Spencer Tours Chinese Earthquake Site
Spencer, right, with Professor Lili Xie of the Chinese National Academy
In May 2008, the Sichuan province in China was struck by a Magnitude-8.0 earthquake, the epicenter of which was near the city of Wenchuan. The earthquake killed tens of thousands of people and caused widespread devastation, and the Wenchuan area was one of the hardest hit. The Chinese government assigned responsibility for the recovery efforts in Wenchuan to the more affluent community of Guangzhou City to the south. Their charge was to rebuild the community while preserving the heritage and culture of the local people.

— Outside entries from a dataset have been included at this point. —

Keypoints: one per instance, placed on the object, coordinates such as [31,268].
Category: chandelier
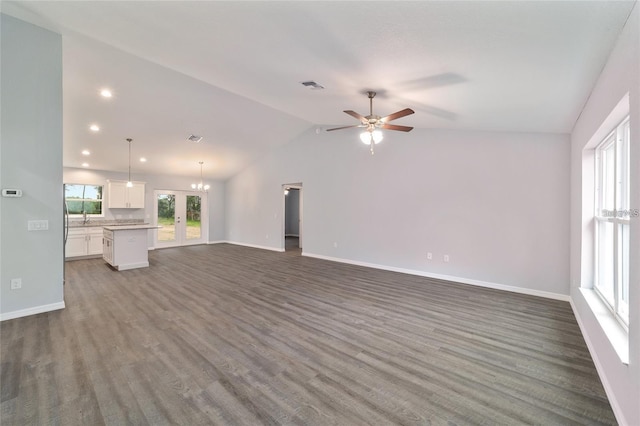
[200,186]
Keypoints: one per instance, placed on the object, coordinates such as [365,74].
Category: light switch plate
[37,225]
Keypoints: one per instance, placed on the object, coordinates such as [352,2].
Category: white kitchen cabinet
[126,247]
[85,241]
[120,196]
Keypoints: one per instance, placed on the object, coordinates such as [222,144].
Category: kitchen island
[126,247]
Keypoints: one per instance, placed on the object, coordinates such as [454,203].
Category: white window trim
[611,138]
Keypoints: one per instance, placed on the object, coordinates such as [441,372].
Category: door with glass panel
[182,218]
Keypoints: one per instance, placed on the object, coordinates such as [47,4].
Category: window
[612,221]
[83,198]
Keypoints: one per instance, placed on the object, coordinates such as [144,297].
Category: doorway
[182,217]
[292,235]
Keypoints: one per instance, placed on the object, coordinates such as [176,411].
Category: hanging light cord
[129,140]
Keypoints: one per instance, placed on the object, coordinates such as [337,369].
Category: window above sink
[84,198]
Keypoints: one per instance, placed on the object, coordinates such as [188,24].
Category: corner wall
[31,160]
[496,203]
[620,76]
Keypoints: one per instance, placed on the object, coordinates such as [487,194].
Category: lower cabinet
[83,242]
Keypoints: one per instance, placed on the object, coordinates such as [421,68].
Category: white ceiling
[231,71]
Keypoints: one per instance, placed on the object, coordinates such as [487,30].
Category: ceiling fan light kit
[373,123]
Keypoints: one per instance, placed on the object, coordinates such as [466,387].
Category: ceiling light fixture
[312,85]
[129,183]
[370,137]
[200,186]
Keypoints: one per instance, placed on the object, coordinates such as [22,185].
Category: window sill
[615,332]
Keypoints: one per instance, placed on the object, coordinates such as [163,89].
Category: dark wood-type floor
[224,334]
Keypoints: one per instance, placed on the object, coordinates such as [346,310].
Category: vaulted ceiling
[231,72]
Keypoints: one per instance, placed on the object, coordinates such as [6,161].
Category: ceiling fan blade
[356,115]
[345,127]
[396,115]
[396,127]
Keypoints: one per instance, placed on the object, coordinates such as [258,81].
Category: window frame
[92,200]
[619,217]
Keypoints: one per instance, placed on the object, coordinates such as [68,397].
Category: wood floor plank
[224,334]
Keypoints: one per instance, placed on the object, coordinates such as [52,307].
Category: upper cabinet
[122,197]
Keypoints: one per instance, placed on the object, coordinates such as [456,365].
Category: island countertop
[130,227]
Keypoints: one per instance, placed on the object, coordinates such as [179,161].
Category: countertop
[116,228]
[99,223]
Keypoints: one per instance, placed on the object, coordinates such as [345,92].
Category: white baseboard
[235,243]
[31,311]
[608,389]
[486,284]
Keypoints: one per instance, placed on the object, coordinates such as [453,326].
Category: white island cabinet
[83,241]
[126,247]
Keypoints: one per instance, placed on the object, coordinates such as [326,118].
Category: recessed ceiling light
[312,85]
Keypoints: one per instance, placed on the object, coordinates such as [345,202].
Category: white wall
[215,195]
[31,160]
[620,76]
[496,203]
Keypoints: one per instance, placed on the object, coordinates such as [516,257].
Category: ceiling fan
[373,123]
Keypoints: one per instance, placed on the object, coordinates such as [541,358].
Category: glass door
[181,218]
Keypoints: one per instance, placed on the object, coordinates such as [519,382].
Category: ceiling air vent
[312,85]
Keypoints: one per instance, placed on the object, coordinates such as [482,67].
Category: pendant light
[129,183]
[200,186]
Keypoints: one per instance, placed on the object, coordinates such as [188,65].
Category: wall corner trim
[608,389]
[486,284]
[31,311]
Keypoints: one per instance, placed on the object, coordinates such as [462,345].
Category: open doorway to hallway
[292,227]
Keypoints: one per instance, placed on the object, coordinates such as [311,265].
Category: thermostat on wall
[12,192]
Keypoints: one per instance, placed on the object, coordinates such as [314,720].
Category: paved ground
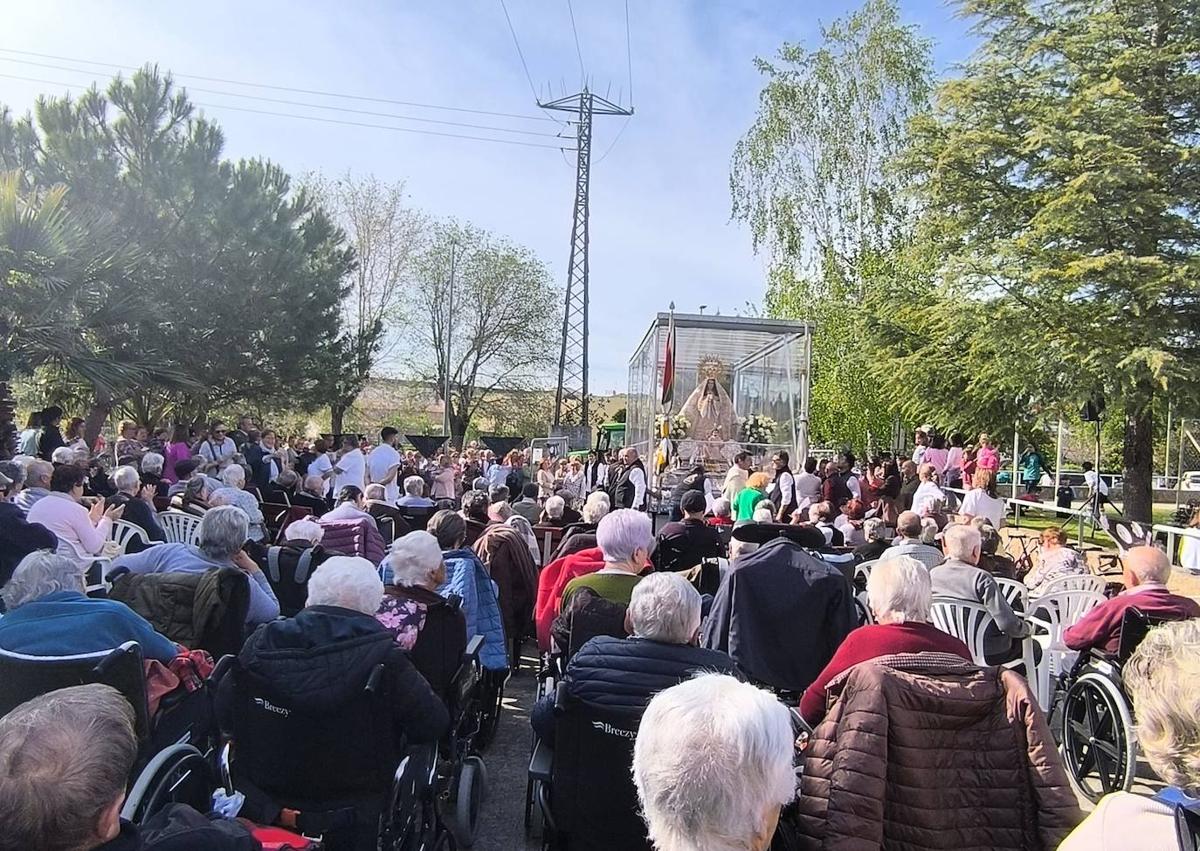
[502,821]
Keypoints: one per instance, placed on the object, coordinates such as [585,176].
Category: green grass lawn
[1038,519]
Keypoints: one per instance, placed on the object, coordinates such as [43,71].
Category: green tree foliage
[493,343]
[58,271]
[811,179]
[238,279]
[1060,183]
[388,235]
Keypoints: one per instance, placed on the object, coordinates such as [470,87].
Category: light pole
[449,325]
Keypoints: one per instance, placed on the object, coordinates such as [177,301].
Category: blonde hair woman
[982,501]
[755,492]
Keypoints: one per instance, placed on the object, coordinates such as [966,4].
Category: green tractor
[610,437]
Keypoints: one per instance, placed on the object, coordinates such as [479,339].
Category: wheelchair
[173,765]
[400,810]
[583,789]
[183,718]
[1096,727]
[461,775]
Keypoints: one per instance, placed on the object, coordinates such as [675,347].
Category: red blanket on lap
[551,582]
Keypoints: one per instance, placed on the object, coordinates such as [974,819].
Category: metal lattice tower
[571,396]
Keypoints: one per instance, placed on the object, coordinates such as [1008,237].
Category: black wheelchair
[377,793]
[583,789]
[461,775]
[174,747]
[1096,729]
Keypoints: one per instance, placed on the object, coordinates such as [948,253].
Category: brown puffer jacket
[507,557]
[923,753]
[201,610]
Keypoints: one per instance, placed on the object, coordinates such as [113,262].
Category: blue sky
[660,205]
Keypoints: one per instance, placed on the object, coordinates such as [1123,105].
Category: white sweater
[71,522]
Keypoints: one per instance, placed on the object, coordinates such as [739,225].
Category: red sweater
[1102,625]
[871,642]
[553,579]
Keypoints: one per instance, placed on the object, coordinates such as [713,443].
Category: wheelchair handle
[105,665]
[375,679]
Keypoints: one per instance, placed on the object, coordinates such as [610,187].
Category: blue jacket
[66,622]
[18,538]
[467,577]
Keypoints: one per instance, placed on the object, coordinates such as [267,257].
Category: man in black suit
[381,509]
[312,496]
[689,541]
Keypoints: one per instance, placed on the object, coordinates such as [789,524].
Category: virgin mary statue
[709,408]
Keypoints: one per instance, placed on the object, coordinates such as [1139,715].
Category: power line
[516,42]
[292,103]
[629,58]
[330,120]
[583,75]
[382,126]
[286,88]
[615,141]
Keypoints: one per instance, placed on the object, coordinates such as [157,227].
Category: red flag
[669,365]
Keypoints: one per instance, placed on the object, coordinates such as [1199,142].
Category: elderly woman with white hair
[234,493]
[877,540]
[627,539]
[316,665]
[622,675]
[713,766]
[552,513]
[288,565]
[1161,677]
[900,594]
[137,497]
[65,761]
[151,473]
[421,622]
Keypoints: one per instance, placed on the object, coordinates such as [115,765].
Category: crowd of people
[726,630]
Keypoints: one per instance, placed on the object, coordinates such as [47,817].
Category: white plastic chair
[969,622]
[1017,594]
[180,527]
[123,532]
[71,551]
[1051,615]
[1073,582]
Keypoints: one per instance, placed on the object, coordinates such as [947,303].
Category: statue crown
[712,367]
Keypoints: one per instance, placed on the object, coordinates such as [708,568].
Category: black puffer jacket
[622,675]
[305,727]
[781,612]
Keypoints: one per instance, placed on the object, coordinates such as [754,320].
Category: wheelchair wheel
[1098,742]
[178,774]
[468,801]
[491,701]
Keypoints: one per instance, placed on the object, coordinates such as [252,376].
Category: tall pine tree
[1060,180]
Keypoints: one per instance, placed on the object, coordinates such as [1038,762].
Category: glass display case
[739,384]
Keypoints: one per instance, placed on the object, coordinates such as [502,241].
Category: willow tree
[811,178]
[1060,177]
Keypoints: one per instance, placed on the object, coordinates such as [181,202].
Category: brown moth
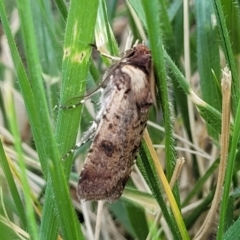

Two years later, with the recovery efforts complete, the Guangzhou City government invited an international team of earthquake engineering experts to Wenchuan to review their efforts. CEE Professor Bill F. Spencer Jr., who speaks Chinese and collaborates frequently with earthquake engineering colleagues in Asia, participated in the review, held July 17-18. Spencer is the Nathan M. and Anne M. Newmark Endowed Chair in Civil Engineering.
Members of the review team pictured in Wenchuan.
The group toured rebuilt neighborhoods, as well as a new hospital, schools, a drinking water treatment plant, a shopping mall, and a sports complex, as well as a public park in which local residents hold nightly dances. Because dancing is especially important to local culture, the addition of the park in the restoration was significant, Spencer said. The entire restoration took just 18 months to complete.
The trip provided a vivid reminder of the uniquely damaging effects of earthquakes on developing countries, Spencer said, and re-emphasized the importance of seismic design codes. The newly constructed buildings in Wenchuan will be much more resilient to any future earthquakes thanks to modern construction techniques. An interesting aspect of the recovery, Spencer said, was the care with which the Guangzhou government approached their task of rebuilding the Wenchuan community for their less-fortunate neighbors.
“By decentralizing the restoration, I think it was done much more effectively, because of the pride that Guangzhou City took in doing it,” Spencer said.
The team of experts and government staff pictured in front of the new museum in Wenchuan.